The Solution/Workaround:
If I go to System Settings → KDE Wallet and uncheck “Enable the KDE wallet subsystem” , the Wi-Fi connects instantly and works perfectly via the GUI.

Conclusion/Feedback for Devs:
The issue is a UX failure. If a user clicks “Cancel” on the Wallet creation wizard, the system should either:
A) Connect using standard NetworkManager storage.
B) Fail with a clear error message (“Password storage required”).

Currently, it silently fails into an infinite loop, leading users to believe it’s a driver/hardware issue.

Problem solved!


You were already told that it is not the right place to provide such feedback. Besides, what you describe is upstream behavior and needs to be handled upstream.

Hello Andrei,

My name is Rafael, and this is my first interaction with the openSUSE community.

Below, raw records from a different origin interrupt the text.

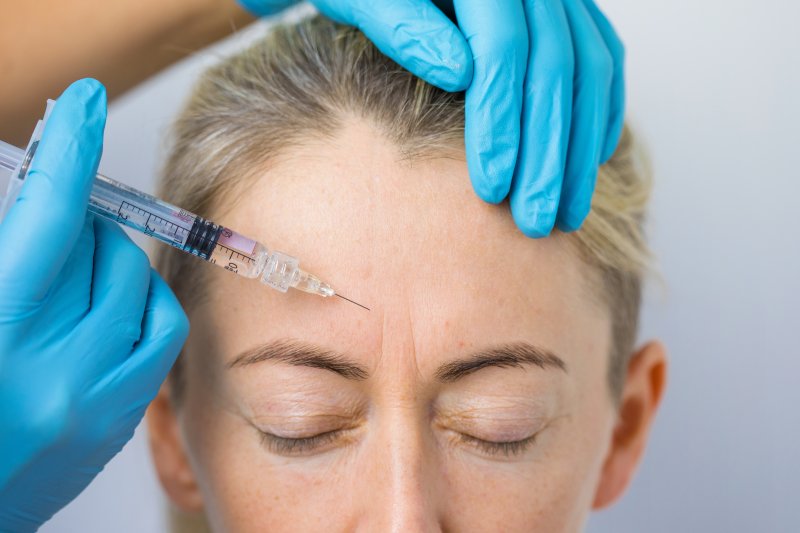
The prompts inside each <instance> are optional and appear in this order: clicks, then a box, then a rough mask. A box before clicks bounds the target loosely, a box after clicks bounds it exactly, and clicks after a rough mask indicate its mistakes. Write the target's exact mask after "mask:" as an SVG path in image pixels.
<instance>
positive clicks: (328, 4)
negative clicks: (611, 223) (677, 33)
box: [240, 0, 625, 237]
mask: <svg viewBox="0 0 800 533" xmlns="http://www.w3.org/2000/svg"><path fill="white" fill-rule="evenodd" d="M240 2H241V3H242V5H244V6H245V7H246V8H247V9H249V10H250V11H251V12H253V13H255V14H256V15H268V14H272V13H275V12H277V11H279V10H280V9H283V8H285V7H287V6H289V5H291V4H294V3H296V2H295V0H240ZM312 3H313V4H314V5H315V6H316V7H317V8H318V9H319V10H320V11H321V12H322V13H323V14H325V15H327V16H328V17H330V18H333V19H335V20H338V21H339V22H343V23H346V24H350V25H353V26H357V27H358V28H359V29H361V30H362V31H363V32H364V33H365V34H366V35H367V37H369V38H370V39H372V41H373V42H374V43H375V45H376V46H377V47H378V48H379V49H380V50H381V51H382V52H383V53H385V54H386V55H388V56H389V57H391V58H392V59H394V60H395V61H396V62H397V63H399V64H400V65H402V66H403V67H405V68H406V69H408V70H410V71H411V72H413V73H414V74H416V75H417V76H419V77H420V78H423V79H425V80H426V81H428V82H429V83H432V84H434V85H436V86H438V87H441V88H442V89H445V90H448V91H456V90H464V89H466V91H467V93H466V139H465V140H466V152H467V163H468V166H469V173H470V177H471V179H472V184H473V187H474V189H475V192H476V193H477V194H478V196H480V197H481V198H483V199H484V200H486V201H487V202H492V203H497V202H501V201H503V200H504V199H505V198H506V197H509V200H510V204H511V211H512V213H513V215H514V220H515V221H516V223H517V226H519V228H520V229H521V230H522V231H523V232H524V233H525V234H526V235H528V236H530V237H543V236H546V235H548V234H549V233H550V231H551V230H552V228H553V227H554V225H555V224H557V226H558V228H559V229H561V230H562V231H573V230H576V229H578V228H579V227H580V225H581V224H582V223H583V220H584V219H585V218H586V215H587V214H588V213H589V208H590V204H591V198H592V194H593V192H594V184H595V179H596V177H597V169H598V166H599V165H600V164H601V163H603V162H605V161H606V160H608V159H609V158H610V157H611V155H612V154H613V152H614V150H615V149H616V146H617V143H618V142H619V138H620V135H621V133H622V125H623V118H624V111H625V109H624V108H625V80H624V73H623V70H624V48H623V45H622V43H621V41H620V40H619V38H618V37H617V35H616V33H615V32H614V29H613V28H612V26H611V24H610V23H609V22H608V20H607V19H606V18H605V16H604V15H603V14H602V13H601V12H600V10H599V9H598V7H597V6H596V5H595V3H594V1H593V0H516V1H509V2H499V3H498V2H486V1H483V0H453V1H448V0H436V1H435V4H436V5H438V6H439V8H441V10H440V9H439V8H437V7H436V5H434V2H433V1H432V0H312ZM442 10H443V11H444V12H446V13H448V14H450V15H453V14H454V15H456V16H457V20H458V26H456V25H454V24H453V23H452V22H451V21H450V19H448V18H447V17H446V16H445V15H444V14H443V11H442Z"/></svg>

I’m Brazilian, but the Portuguese forum has been quite empty, so I decided to come here to share my first experience with openSUSE. I believe the community is welcoming to new users, and that this is the best place to make mistakes like this — sorry again!

However, from what I noticed while using other distributions with the same KDE version, the problem I mentioned does not occur there. That’s why it didn’t seem useful to report it in other distro forums, since they wouldn’t be seeing the same issue.

I admit that I was very persistent with this problem, because if I hadn’t found a solution, I wouldn’t be able to start my migration from Debian to openSUSE.I’m a physics simulation programmer and a professor, and I hold both a bachelor’s and a doctorate in physics/science. I mention this in relation to my academic background, because with this profile I value stability and compatibility with scientific .deb packages, so I strongly identify with Debian. Still, I wanted to give openSUSE a chance because I like the idea of having everything in the latest versions without relying on Flatpaks for: Blender, Gimp, Inkscape… and others.

I use VS Code a lot, I program with Babylon.js, and I create simulations for my website, Física Games, in addition to teaching 3D graphics and animation with Blender, which is updated quite frequently.